This study was designed to compare the interactions of IL-2 and IL-15 with the IL-2Rβ and IL-2Rγc subunits, as differences in receptor interactions between IL-2 and IL-15 might contribute to the functional differences between these two cytokines. The results suggest the existence of a human IL-15Rα subunit, although physical evidence of this molecule was not obtained. Proliferation of anti-CD3 (OKT3)-stimulated human PBL was compared for responsiveness to IL-2, IL-15, and F42K, an IL-2 mutant that does not bind the IL-2Rα chain. F42K was more potent than IL-15 in activating a dose-dependent response. This fact, along with Scatchard binding analyses of IL-15 on OKT3 blasts and YT cells revealing both high and intermediate affinity receptors, supports the existence of IL-15Rα on these cells.

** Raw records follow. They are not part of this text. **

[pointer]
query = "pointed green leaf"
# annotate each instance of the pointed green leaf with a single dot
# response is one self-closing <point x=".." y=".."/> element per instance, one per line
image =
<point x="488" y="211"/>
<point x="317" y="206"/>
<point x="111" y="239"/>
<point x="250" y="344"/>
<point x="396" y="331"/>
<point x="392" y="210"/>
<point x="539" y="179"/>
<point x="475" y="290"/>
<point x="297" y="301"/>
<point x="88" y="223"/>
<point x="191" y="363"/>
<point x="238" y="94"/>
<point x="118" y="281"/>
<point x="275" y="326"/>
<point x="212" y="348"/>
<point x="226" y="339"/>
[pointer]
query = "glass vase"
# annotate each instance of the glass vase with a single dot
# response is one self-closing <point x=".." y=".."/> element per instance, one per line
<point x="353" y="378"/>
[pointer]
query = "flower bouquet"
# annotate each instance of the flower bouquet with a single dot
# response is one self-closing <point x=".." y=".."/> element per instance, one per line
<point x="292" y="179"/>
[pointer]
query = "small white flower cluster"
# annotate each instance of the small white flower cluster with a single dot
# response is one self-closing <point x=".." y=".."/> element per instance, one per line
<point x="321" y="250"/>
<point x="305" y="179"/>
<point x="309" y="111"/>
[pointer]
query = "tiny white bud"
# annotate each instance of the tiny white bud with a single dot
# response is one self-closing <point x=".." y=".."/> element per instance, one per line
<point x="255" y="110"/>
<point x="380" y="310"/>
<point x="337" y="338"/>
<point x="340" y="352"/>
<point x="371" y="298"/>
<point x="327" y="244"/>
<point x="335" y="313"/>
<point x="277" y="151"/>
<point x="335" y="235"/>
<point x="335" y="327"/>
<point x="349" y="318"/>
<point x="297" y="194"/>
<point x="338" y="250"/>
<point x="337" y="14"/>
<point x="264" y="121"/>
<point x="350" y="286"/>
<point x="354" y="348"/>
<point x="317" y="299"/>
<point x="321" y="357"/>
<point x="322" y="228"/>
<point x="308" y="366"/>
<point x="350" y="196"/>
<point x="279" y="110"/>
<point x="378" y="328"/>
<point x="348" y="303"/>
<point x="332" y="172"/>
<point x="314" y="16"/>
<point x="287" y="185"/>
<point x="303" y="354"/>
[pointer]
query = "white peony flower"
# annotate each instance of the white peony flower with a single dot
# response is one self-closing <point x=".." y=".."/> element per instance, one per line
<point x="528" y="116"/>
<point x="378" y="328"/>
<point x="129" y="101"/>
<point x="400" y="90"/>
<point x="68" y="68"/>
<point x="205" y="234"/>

Additional characterization of the IL-15R utilized covalent cross-linking to affinity label IL-2R and IL-15R on YT cells and OKT3 blasts. Consistent with previously reported functional data, IL-2Rα was not co-precipitated from the [125I]IL-15 receptor-ligand complex, demonstrating that IL-15 does not interact physically with the IL-2Rα subunit. While IL-2Rα did co-precipitate with IL-2Rβ and IL-2Rγc in the presence of IL-2, IL-15Rα did not co-precipitate with the IL-2Rβ/γc complex. Finally, YT cells equilibrated with IL-2 and then precipitated through IL-2Rβ showed that IL-2Rβ and IL-2Rγc co-precipitate in a 1:1 ratio, while only IL-2Rβ was found in the immunoprecipitates of YT cells equilibrated with IL-15. This indicates that IL-15 creates a less stable bridge between the IL-2Rβ and IL-2Rγc chains than does IL-2 on YT cells. This result was identical for both surface-iodinated YT cells and immunoprecipitates that were probed for IL-2Rβ and IL-2Rγc on Western blots.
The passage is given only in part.